Маргарита остановилась на дороге, выжидая удобной минуты для своей смелой попытки. Крутой поворот, который делала в этом месте дорога, скрывал ее от глаз лакея, который, впрочем, ни разу не взглянул в ее сторону.

Вдруг по небу пролетела целая стая ворон, оглашая воздух своим жалобным карканьем.

Лакей, не знавший, что с собой делать и вышедший из дома, чтобы поглазеть на что-нибудь, увидав ворон, медленно вышел на середину дороги и, обернувшись спиной к Маргарите, устремил свой апатичный, сонный взгляд на небо.

Девушка, воспользовавшись этой минутой, поспешила к портику, ступая так легко и тихо, что лакей не слышал ее приближения и очнулся только тогда, когда платье ее зашелестело о каменные колонны. Он обернулся и с изумлением посмотрел на незнакомую фигуру, быстро исчезавшую в дверях.

— Эй, девушка! — воскликнул он, впрочем не трогаясь с места. — Куда бежишь! Не знаешь разве, что есть черный ход?

Но было поздно; Маргарита уже взялась за массивную ручку дверей, которые вели из холла налево. Лакей ожидал, что дерзкая девушка скажет что-нибудь в свое извинение, но, не слыша ничего, заключил, что, вероятно, она нашла здесь дорогу в комнату для прислуги.

«Какая-нибудь швея, — рассуждал он мысленно, — эти девчонки расходуют все свои деньги на наряды, вместо того чтобы откладывать все, что можно, себе на приданое».

Он зевнул и снова устремил свой сонный взгляд на ворон, забыв о дерзкой швее, осмелившейся пройти через парадный подъезд.

Маргарита между тем вошла в роскошную комнату, заставленную по стенам книжными шкафами. Она подняла вуаль и обвела глазами всю комнату — она была пуста и в камине не было огня. Девушка была очень бледна и дрожала всем телом; но, пересилив свое волнение, она медленно перешла в следующую комнату, которая была точно так же пуста, но в конце которой была дверь, открытая настежь, и Маргарита видела, как в соседней комнате пылал в камине огонь, отражавшийся на обоях и на полированной дубовой мебели. Она слышала шелест золы, падавшей на железную решетку камина, и тяжелое дыхание собаки.

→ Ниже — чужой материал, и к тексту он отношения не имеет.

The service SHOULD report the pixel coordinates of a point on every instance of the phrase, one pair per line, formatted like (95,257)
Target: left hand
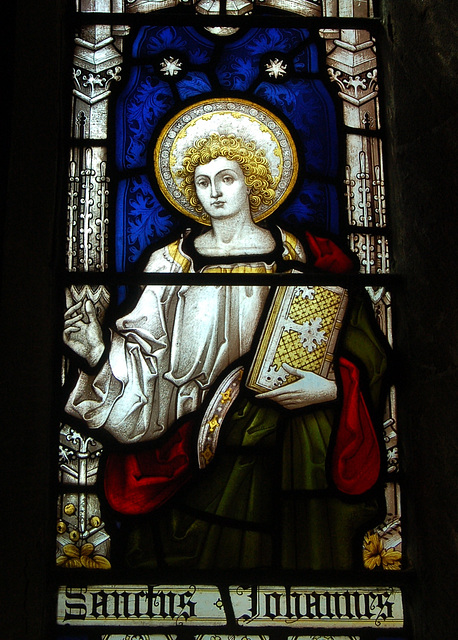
(309,389)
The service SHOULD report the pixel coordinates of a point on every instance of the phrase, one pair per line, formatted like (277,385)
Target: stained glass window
(228,450)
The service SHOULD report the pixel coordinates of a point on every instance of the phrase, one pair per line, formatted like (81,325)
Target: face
(221,188)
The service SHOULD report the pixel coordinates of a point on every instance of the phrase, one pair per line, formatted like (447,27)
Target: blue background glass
(221,66)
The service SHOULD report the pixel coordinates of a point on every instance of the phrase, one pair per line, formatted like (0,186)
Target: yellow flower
(375,555)
(75,558)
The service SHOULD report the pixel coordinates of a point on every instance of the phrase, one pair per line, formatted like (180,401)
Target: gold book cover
(301,330)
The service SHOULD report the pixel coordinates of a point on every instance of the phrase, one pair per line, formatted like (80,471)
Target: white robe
(169,350)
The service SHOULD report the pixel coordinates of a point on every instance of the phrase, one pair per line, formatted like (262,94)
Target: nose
(215,189)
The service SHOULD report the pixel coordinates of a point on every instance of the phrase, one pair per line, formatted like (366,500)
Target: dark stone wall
(420,54)
(418,46)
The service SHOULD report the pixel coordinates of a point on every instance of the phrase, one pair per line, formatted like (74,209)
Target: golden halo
(244,119)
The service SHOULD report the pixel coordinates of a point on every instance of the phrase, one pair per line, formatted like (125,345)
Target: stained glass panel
(229,402)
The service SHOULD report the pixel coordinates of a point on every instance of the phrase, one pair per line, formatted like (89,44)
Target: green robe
(265,500)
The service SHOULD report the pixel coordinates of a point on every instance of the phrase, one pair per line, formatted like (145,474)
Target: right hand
(82,330)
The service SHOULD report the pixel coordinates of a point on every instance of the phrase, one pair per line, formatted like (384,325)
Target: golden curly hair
(252,161)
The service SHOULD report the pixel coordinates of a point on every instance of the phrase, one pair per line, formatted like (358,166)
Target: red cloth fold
(328,256)
(356,455)
(137,483)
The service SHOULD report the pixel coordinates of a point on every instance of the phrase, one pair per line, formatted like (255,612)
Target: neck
(238,235)
(231,231)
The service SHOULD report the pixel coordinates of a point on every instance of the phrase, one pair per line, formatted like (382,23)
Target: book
(301,330)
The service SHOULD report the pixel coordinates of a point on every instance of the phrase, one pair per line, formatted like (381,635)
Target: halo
(239,117)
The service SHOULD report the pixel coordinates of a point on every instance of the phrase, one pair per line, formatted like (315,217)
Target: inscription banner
(149,605)
(195,605)
(318,606)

Маргарита знала, что человек, которого она так долго и безуспешно искала, находился в соседней комнате. Он был один, ибо там не слышно было ни голосов, ни движения. Наступила минута, которой она так давно ждала, — минута, которая должна была решить ее судьбу. Ее мужество изменило ей теперь, сердце сжалось каким-то непонятным ужасом, и она в нерешительности остановилась на пороге комнаты, в которой должна была встретиться лицом к лицу с Генри Дунбаром.

«Я увижу наконец убийцу моего отца! — думала она. — Человека, который прежде погубил его, опозорил, а потом убил, человека, по милости которого мой отец вел постыдную жизнь и был, увы, далеко не подготовлен к смерти, человека, который, зная все это, убил свою несчастную жертву, не дав ей раскаяться и помолиться».

Наконец она вошла в комнату, где Генри Дунбар сидел один у камина. Она едва дышала, ее глаза подернулись туманной дымкой.